Hepatology. 2019 Jan;69(1):64-75. doi: 10.1002/hep.30170. Epub 2018 Dec 26.
Alcohol drinking, even in non-heavy amounts, was associated with the progression of non-alcoholic fatty liver disease (NAFLD) based on the worsening of non-invasive fibrosis markers.
According to the paper, even moderate alcohol consumption appears to adversely affect liver health.
Non-alcoholic fatty liver disease (NAFLD) is one of the most common chronic liver diseases with an estimated prevalence of 25% worldwide, and it is an important public health problem with its negative impact on the liver, metabolism, and cardiovascular health. In clinical practice, individuals with NAFLD often ask their health care providers about routinely consuming non-heavy amounts of alcohol for pleasure and for participating in a social occasion. Currently, there is insufficient data to make a recommendation regarding non-heavy alcohol drinking in patients with NAFLD although the hazard of drinking alcohol heavily is well established.

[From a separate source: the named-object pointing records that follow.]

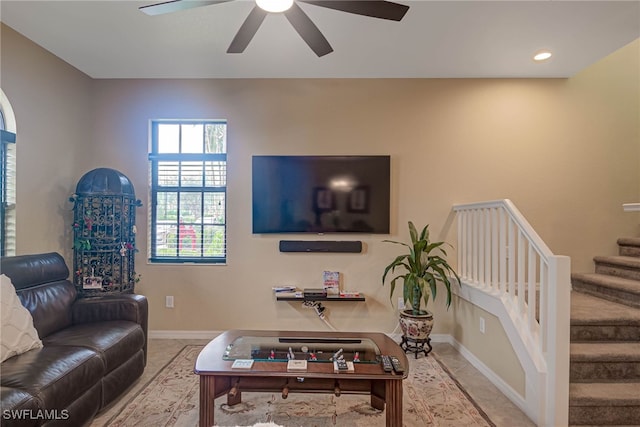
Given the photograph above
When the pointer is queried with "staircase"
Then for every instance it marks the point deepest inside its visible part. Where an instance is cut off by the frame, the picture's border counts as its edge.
(605, 340)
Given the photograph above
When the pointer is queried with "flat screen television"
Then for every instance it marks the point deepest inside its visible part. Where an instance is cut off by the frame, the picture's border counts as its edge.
(321, 194)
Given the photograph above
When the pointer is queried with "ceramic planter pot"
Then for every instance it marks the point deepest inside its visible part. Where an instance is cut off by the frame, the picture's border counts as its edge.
(416, 327)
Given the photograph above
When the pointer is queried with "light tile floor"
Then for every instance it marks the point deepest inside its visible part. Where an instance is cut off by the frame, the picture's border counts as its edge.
(500, 409)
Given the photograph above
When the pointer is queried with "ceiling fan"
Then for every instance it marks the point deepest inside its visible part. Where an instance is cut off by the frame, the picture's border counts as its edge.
(296, 16)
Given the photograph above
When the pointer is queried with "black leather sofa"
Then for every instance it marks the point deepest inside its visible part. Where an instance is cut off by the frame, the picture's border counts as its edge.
(93, 348)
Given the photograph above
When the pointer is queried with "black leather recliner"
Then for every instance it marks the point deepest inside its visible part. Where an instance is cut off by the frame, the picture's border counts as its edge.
(94, 348)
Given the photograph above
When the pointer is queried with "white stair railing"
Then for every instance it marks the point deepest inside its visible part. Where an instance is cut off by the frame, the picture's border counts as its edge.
(501, 256)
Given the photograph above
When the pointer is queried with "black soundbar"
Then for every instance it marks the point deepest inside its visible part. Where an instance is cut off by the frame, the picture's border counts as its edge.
(352, 246)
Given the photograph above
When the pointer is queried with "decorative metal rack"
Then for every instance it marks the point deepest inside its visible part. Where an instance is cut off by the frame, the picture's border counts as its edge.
(104, 233)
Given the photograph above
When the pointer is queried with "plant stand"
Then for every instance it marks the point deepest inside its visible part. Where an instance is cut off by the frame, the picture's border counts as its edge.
(415, 346)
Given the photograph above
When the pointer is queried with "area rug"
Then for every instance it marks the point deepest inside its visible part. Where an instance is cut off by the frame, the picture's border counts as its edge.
(431, 398)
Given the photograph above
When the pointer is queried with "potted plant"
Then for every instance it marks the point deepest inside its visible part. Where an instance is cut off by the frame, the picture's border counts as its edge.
(424, 267)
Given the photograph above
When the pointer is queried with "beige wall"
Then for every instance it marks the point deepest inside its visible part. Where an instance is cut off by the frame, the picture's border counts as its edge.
(565, 151)
(52, 104)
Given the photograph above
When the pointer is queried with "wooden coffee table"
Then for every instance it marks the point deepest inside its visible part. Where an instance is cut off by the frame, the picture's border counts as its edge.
(218, 378)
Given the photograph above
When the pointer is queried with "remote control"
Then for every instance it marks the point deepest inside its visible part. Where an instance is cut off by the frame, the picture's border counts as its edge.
(386, 363)
(396, 365)
(342, 365)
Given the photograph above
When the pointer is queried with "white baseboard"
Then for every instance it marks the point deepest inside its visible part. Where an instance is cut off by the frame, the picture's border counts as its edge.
(504, 388)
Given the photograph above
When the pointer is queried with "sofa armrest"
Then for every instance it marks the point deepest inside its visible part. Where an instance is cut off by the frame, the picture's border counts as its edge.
(130, 307)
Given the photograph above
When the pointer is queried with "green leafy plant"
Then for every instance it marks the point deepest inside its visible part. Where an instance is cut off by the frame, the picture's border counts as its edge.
(425, 266)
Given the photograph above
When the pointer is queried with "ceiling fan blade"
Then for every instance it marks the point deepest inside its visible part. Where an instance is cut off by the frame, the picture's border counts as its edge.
(176, 5)
(308, 30)
(247, 30)
(373, 8)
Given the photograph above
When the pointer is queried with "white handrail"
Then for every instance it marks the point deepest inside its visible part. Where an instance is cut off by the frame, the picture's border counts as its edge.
(500, 254)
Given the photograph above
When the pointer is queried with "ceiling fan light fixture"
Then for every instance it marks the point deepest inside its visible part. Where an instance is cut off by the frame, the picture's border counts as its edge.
(274, 6)
(542, 55)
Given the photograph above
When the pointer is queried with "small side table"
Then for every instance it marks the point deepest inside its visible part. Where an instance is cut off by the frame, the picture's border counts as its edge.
(415, 346)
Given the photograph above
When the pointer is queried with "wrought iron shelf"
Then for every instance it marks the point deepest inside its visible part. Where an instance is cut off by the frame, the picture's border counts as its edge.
(319, 298)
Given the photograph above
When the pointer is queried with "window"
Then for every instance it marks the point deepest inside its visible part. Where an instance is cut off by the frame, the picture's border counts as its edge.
(188, 191)
(7, 183)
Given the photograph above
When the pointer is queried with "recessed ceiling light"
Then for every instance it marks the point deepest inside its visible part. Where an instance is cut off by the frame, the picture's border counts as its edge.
(274, 5)
(542, 55)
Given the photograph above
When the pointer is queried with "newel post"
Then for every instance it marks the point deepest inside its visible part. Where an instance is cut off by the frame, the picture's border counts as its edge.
(557, 354)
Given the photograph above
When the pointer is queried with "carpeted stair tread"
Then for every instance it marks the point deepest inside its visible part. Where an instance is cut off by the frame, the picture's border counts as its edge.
(628, 285)
(609, 394)
(618, 260)
(621, 284)
(629, 241)
(587, 309)
(605, 352)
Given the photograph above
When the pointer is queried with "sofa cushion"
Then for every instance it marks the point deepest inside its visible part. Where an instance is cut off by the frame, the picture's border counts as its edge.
(116, 341)
(18, 334)
(17, 406)
(56, 375)
(42, 286)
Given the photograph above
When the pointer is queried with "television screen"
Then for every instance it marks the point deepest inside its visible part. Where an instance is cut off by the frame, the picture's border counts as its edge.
(321, 194)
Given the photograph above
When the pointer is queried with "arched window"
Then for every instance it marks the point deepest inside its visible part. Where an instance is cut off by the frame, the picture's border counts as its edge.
(7, 177)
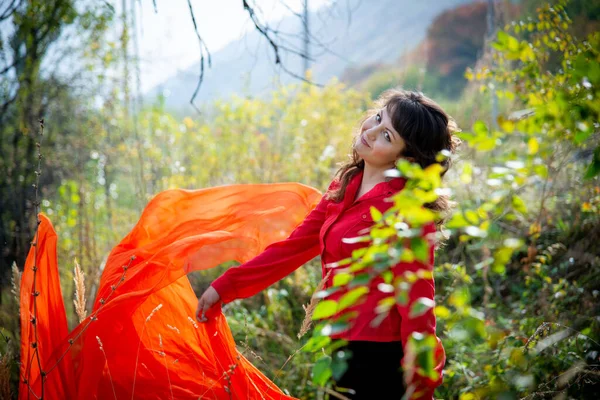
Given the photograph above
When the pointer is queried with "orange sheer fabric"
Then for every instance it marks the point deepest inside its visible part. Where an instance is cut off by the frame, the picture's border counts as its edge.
(142, 340)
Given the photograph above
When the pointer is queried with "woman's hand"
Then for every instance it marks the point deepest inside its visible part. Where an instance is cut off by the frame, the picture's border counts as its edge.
(209, 298)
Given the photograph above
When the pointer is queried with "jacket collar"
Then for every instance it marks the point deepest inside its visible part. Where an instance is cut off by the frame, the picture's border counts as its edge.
(386, 188)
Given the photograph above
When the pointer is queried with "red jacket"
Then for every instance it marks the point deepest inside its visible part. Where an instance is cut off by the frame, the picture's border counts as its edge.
(322, 232)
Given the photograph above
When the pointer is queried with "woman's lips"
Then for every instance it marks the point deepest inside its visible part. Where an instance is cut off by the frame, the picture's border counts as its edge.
(362, 139)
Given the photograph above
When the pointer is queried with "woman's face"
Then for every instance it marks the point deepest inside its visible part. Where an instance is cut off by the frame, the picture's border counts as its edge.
(379, 145)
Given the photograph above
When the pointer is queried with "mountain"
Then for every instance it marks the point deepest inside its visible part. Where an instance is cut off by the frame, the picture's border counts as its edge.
(344, 36)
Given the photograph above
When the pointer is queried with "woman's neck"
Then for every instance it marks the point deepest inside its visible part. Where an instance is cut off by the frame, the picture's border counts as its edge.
(372, 175)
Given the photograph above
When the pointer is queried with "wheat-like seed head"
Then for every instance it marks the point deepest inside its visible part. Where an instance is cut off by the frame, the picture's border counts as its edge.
(79, 301)
(16, 282)
(311, 307)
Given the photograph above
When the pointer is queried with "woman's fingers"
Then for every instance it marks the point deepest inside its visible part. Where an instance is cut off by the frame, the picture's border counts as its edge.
(208, 299)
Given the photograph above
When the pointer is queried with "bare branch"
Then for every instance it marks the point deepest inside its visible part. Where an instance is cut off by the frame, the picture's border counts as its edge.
(202, 47)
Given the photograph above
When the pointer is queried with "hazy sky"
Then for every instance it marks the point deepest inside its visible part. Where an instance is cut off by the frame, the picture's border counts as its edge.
(167, 42)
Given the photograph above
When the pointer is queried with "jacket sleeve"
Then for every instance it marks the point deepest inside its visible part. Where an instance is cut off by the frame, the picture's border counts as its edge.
(424, 387)
(277, 261)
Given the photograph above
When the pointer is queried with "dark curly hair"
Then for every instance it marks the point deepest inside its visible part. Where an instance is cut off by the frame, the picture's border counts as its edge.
(426, 129)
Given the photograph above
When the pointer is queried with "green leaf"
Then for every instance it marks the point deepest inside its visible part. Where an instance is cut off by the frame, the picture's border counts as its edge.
(352, 297)
(594, 168)
(420, 248)
(480, 128)
(316, 343)
(325, 309)
(342, 279)
(321, 371)
(519, 204)
(420, 307)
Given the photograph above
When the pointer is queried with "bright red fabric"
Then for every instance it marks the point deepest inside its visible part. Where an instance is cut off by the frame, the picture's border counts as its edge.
(322, 232)
(152, 347)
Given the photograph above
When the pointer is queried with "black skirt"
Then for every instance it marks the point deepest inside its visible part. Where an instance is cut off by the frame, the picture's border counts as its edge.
(374, 371)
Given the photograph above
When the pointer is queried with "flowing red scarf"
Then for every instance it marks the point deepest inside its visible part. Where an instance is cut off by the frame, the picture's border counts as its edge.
(142, 340)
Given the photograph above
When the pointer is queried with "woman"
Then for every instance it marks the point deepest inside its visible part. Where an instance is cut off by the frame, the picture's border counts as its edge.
(404, 125)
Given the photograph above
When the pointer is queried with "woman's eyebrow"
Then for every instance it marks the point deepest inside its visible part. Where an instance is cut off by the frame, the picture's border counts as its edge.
(393, 132)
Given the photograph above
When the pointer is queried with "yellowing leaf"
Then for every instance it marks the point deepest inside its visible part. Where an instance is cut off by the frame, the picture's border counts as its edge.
(533, 146)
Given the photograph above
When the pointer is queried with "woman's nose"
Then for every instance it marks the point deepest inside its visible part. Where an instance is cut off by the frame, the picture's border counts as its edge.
(370, 133)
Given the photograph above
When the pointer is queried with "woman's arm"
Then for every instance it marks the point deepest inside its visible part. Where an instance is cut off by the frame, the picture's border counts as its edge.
(425, 323)
(277, 261)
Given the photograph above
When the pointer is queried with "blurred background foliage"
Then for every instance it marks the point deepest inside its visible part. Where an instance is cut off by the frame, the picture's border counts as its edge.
(518, 281)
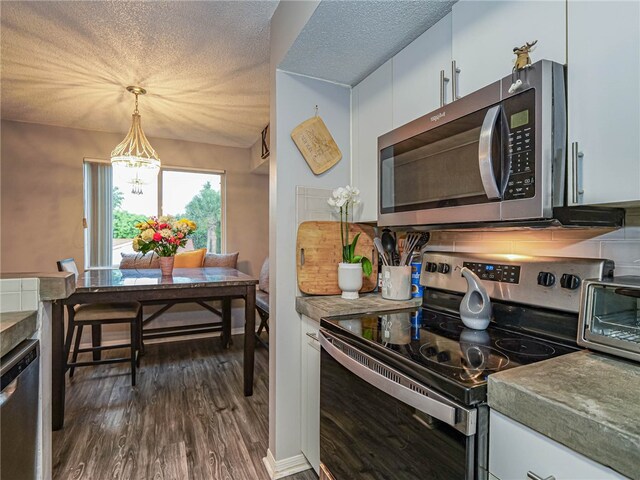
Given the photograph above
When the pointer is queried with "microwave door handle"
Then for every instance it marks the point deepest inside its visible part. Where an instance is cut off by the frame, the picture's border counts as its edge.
(628, 292)
(485, 160)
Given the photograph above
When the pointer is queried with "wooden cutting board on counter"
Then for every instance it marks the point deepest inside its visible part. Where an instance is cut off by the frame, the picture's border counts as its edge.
(319, 250)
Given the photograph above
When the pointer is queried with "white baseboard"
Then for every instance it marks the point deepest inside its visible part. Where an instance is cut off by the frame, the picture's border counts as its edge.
(286, 466)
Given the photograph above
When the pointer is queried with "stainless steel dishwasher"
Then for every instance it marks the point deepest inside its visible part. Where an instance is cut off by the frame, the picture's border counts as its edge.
(20, 371)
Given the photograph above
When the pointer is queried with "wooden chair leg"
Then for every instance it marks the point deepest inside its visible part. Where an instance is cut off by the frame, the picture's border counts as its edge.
(134, 348)
(71, 326)
(76, 347)
(96, 341)
(140, 340)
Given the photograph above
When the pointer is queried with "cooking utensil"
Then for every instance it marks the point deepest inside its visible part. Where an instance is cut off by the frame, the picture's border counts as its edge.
(378, 244)
(389, 244)
(413, 241)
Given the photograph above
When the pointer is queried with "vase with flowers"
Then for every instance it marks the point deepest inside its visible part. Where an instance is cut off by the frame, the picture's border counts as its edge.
(163, 235)
(352, 267)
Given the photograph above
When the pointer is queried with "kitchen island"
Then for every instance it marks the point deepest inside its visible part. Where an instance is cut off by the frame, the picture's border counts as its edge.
(30, 296)
(586, 401)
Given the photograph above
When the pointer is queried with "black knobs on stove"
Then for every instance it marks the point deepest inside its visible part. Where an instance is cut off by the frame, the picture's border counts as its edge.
(443, 268)
(546, 279)
(569, 281)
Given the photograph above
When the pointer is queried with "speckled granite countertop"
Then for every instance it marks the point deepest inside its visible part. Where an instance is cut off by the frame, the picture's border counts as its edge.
(16, 327)
(316, 307)
(586, 401)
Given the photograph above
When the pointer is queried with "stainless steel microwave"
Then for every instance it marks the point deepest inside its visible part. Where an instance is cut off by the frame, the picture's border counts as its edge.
(497, 154)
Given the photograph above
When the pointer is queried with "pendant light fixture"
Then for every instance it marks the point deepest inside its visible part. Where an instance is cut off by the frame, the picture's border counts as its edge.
(135, 151)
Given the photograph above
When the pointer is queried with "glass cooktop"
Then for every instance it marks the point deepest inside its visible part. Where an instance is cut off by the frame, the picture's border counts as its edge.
(437, 349)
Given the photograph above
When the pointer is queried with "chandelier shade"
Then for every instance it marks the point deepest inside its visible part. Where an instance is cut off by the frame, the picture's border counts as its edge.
(135, 151)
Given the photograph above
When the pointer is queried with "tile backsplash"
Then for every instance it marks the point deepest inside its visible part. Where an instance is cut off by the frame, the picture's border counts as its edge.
(19, 294)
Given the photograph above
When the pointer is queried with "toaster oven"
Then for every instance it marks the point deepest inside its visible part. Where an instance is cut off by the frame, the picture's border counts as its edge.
(610, 316)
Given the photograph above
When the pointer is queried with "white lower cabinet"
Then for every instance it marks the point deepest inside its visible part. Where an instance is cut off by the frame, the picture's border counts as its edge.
(310, 408)
(517, 452)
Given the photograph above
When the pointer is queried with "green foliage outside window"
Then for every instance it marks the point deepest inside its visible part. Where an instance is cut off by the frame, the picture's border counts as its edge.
(204, 209)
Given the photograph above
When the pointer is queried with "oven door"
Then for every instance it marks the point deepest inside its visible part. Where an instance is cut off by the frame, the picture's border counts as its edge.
(376, 423)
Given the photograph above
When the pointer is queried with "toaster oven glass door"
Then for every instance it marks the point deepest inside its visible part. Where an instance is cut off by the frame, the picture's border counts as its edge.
(615, 319)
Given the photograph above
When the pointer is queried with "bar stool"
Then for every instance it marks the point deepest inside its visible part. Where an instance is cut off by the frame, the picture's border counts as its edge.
(98, 314)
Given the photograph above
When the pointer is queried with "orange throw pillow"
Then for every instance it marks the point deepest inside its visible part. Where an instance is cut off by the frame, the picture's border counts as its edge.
(191, 259)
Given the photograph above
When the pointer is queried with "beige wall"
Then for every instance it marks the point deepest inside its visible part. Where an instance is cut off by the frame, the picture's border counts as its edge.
(42, 201)
(258, 164)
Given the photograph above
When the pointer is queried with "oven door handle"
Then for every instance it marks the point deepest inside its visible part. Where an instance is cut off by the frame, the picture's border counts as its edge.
(437, 409)
(485, 159)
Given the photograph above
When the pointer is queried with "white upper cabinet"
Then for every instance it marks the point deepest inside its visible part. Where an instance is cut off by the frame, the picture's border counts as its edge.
(603, 75)
(418, 72)
(484, 34)
(372, 110)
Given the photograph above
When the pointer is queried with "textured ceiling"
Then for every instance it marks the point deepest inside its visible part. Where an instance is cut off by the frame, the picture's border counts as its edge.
(347, 40)
(204, 64)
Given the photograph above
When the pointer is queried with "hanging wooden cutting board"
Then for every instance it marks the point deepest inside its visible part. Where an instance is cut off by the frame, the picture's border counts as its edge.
(319, 251)
(316, 145)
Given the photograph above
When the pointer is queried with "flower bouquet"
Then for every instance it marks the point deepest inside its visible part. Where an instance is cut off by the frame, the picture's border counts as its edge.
(163, 236)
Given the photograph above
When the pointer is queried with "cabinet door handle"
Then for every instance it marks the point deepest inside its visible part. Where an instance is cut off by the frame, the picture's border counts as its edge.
(455, 71)
(533, 476)
(443, 80)
(576, 160)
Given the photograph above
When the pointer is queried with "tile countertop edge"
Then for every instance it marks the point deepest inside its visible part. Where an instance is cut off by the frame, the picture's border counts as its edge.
(319, 306)
(610, 443)
(53, 285)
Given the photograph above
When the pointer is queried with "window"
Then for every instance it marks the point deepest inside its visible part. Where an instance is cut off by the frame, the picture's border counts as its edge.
(195, 194)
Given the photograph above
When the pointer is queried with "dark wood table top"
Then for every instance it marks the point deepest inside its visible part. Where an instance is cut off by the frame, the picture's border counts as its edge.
(115, 280)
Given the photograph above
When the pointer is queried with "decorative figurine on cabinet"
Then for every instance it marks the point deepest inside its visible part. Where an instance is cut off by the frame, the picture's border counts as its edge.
(522, 63)
(523, 60)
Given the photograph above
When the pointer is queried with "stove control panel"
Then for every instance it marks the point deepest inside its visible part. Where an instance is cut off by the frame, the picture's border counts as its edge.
(552, 282)
(494, 272)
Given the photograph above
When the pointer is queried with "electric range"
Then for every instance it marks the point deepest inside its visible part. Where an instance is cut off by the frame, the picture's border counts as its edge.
(417, 378)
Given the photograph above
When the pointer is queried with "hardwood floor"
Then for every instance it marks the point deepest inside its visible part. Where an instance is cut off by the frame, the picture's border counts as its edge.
(187, 418)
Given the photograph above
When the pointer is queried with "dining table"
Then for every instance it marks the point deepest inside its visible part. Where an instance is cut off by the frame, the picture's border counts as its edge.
(149, 285)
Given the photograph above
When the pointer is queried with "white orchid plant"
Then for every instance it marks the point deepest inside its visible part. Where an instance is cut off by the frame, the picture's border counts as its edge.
(341, 199)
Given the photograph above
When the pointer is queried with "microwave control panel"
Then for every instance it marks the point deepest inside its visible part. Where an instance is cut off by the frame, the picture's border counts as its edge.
(520, 119)
(495, 272)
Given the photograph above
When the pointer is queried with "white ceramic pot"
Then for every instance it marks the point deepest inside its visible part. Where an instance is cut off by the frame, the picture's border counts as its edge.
(350, 279)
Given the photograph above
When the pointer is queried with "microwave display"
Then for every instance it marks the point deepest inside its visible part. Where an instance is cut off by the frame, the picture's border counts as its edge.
(519, 119)
(439, 168)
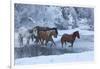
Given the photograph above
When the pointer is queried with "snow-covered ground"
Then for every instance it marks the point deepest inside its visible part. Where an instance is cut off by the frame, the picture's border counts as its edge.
(83, 50)
(75, 57)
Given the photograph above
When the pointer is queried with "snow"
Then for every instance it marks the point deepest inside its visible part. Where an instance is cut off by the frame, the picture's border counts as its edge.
(76, 57)
(83, 50)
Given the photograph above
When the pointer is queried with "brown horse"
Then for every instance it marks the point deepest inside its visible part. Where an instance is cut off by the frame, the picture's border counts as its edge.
(47, 36)
(43, 29)
(69, 38)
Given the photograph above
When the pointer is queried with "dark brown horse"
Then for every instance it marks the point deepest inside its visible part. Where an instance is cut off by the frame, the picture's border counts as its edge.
(69, 38)
(47, 36)
(41, 29)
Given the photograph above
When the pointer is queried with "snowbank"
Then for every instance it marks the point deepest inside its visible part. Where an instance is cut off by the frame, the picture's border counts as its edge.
(75, 57)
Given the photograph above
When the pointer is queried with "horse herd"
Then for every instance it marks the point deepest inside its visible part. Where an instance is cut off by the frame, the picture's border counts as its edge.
(43, 35)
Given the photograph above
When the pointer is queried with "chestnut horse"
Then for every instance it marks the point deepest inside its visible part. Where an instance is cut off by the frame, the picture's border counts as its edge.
(47, 36)
(39, 29)
(69, 38)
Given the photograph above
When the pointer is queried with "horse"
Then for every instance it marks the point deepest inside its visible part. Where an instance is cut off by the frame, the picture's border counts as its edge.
(39, 29)
(26, 34)
(69, 38)
(47, 36)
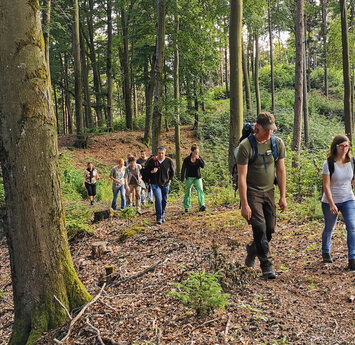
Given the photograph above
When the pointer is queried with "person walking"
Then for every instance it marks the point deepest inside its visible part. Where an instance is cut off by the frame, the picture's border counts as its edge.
(118, 184)
(256, 189)
(162, 172)
(91, 176)
(134, 182)
(338, 196)
(191, 174)
(142, 160)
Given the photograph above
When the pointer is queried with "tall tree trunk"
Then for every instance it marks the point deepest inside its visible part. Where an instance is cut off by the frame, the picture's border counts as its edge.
(46, 20)
(177, 92)
(67, 97)
(246, 82)
(346, 70)
(236, 78)
(79, 115)
(149, 88)
(158, 79)
(298, 107)
(305, 95)
(126, 74)
(272, 86)
(109, 81)
(95, 69)
(41, 264)
(256, 76)
(85, 72)
(324, 37)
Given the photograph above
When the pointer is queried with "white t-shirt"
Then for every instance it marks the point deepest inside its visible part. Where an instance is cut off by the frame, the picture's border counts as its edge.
(340, 182)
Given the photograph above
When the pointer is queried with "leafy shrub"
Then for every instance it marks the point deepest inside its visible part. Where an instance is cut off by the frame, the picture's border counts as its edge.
(335, 78)
(327, 106)
(201, 291)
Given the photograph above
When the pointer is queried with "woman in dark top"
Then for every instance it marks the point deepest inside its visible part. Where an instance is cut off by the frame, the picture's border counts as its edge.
(89, 181)
(191, 173)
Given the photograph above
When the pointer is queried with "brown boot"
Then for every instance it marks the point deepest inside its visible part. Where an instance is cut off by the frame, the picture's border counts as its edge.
(251, 254)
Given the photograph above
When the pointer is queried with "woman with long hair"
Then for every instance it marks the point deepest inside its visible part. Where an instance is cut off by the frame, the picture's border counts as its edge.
(338, 196)
(91, 176)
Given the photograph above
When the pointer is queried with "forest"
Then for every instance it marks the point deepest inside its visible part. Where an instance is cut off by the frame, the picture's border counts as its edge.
(94, 81)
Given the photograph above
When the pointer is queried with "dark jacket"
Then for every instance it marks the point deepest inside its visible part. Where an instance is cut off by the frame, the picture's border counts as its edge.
(165, 171)
(190, 169)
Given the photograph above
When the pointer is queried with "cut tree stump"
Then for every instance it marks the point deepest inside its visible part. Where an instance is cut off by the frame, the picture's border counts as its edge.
(101, 215)
(98, 249)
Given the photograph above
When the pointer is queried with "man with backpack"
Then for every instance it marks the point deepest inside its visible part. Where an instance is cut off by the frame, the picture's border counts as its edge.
(261, 157)
(161, 169)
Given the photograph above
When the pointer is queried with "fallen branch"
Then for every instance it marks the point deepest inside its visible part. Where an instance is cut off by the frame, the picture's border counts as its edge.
(227, 329)
(63, 306)
(82, 311)
(139, 274)
(96, 330)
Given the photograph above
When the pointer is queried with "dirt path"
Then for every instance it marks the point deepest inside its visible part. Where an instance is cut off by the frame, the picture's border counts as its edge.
(309, 302)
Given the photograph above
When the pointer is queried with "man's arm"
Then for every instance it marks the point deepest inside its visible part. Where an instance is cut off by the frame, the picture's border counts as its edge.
(281, 181)
(242, 186)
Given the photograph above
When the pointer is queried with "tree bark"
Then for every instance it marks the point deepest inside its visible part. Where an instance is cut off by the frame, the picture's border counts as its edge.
(126, 74)
(305, 95)
(256, 76)
(246, 82)
(79, 114)
(95, 70)
(34, 224)
(324, 37)
(158, 79)
(177, 92)
(346, 70)
(109, 81)
(236, 78)
(149, 88)
(299, 66)
(272, 85)
(85, 72)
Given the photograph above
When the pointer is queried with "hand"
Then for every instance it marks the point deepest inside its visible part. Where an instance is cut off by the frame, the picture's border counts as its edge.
(246, 212)
(334, 210)
(282, 204)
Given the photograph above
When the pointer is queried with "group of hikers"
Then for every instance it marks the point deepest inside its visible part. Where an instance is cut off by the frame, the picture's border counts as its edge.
(260, 165)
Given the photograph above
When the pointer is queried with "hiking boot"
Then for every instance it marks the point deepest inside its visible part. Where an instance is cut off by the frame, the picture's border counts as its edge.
(251, 254)
(269, 275)
(327, 258)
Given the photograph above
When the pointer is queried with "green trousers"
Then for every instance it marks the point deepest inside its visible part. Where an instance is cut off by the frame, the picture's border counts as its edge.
(197, 182)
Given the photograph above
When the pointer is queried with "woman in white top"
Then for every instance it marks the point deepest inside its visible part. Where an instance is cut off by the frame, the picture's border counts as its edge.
(338, 173)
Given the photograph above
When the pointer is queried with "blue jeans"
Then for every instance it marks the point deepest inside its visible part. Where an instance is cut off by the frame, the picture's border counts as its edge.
(161, 199)
(347, 209)
(115, 196)
(150, 196)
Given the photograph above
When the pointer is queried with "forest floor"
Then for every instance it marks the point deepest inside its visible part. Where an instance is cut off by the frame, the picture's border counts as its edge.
(308, 303)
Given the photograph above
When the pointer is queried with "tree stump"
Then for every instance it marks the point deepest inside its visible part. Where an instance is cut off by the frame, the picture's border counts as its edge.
(101, 215)
(98, 249)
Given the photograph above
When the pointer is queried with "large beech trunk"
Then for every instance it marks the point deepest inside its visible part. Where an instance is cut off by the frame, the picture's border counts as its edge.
(41, 264)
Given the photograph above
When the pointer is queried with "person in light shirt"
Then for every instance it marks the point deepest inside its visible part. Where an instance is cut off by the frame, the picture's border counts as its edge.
(338, 196)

A team led by researchers, Seungho Ryu, Yong Kyun Cho, and Yoosoo Chang, at the Kangbuk Samsung Hospital Sunkyungkwan University School of Medicine performed a retrospective cohort study of 58,927 Korean adults with NAFLD and low fibrosis scores who were followed for the worsening of fibrosis scores. This cohort study was performed using a subsample of the Kangbuk Samsung Health Study (KSHS), a large cohort study conducted at the Health Screening Clinics of the Total Healthcare Center of the Kangbuk Samsung Hospital. In Korea, employees are required to participate in annual or biennial health examinations by the Industrial Safety and Health Law. Over 80% of participants of the KSHS are employees and are expected to have repeated health examinations every 1 – 2 years, depending on their age and job title, resulting in relatively high follow-up rates and providing a good opportunity to perform a longitudinal cohort study. During the median follow-up of 8.3 years, 5,630 subjects with a low fibrosis score progressed to an intermediate or high fibrosis score. After the adjustment for confounders, the multivariable-adjusted HRs (95% CI) for worsening of the fibrosis-4 index, one of the non-invasive fibrosis scores, comparing light-drinkers and moderate-drinkers with non-drinkers were 1.06 (0.98-1.16) and 1.29 (1.18-1.40), respectively. Similarly, using the NAFLD fibrosis score, the corresponding HRs (95% CI) comparing light-drinkers and moderate-drinkers with non-drinkers were 1.09 (1.02-1.16) and 1.31 (1.23-1.40), respectively. When taking changes in alcohol drinking into account and certain confounders over time, the association of moderate drinking with the worsening of liver fibrosis score remained significant. Our findings indicate that even low amounts of alcohol are associated with liver disease progression in NAFLD. Given that alcohol is a known carcinogen at low doses and, additionally, can be harmful to liver health, patients with NAFLD should be advised against the regular consumption of alcohol, even in non-heavy amounts. This paper has been published in the January 2019 issue of Hepatology, the official journal of the American Association for the Study of Liver Diseases (AASLD).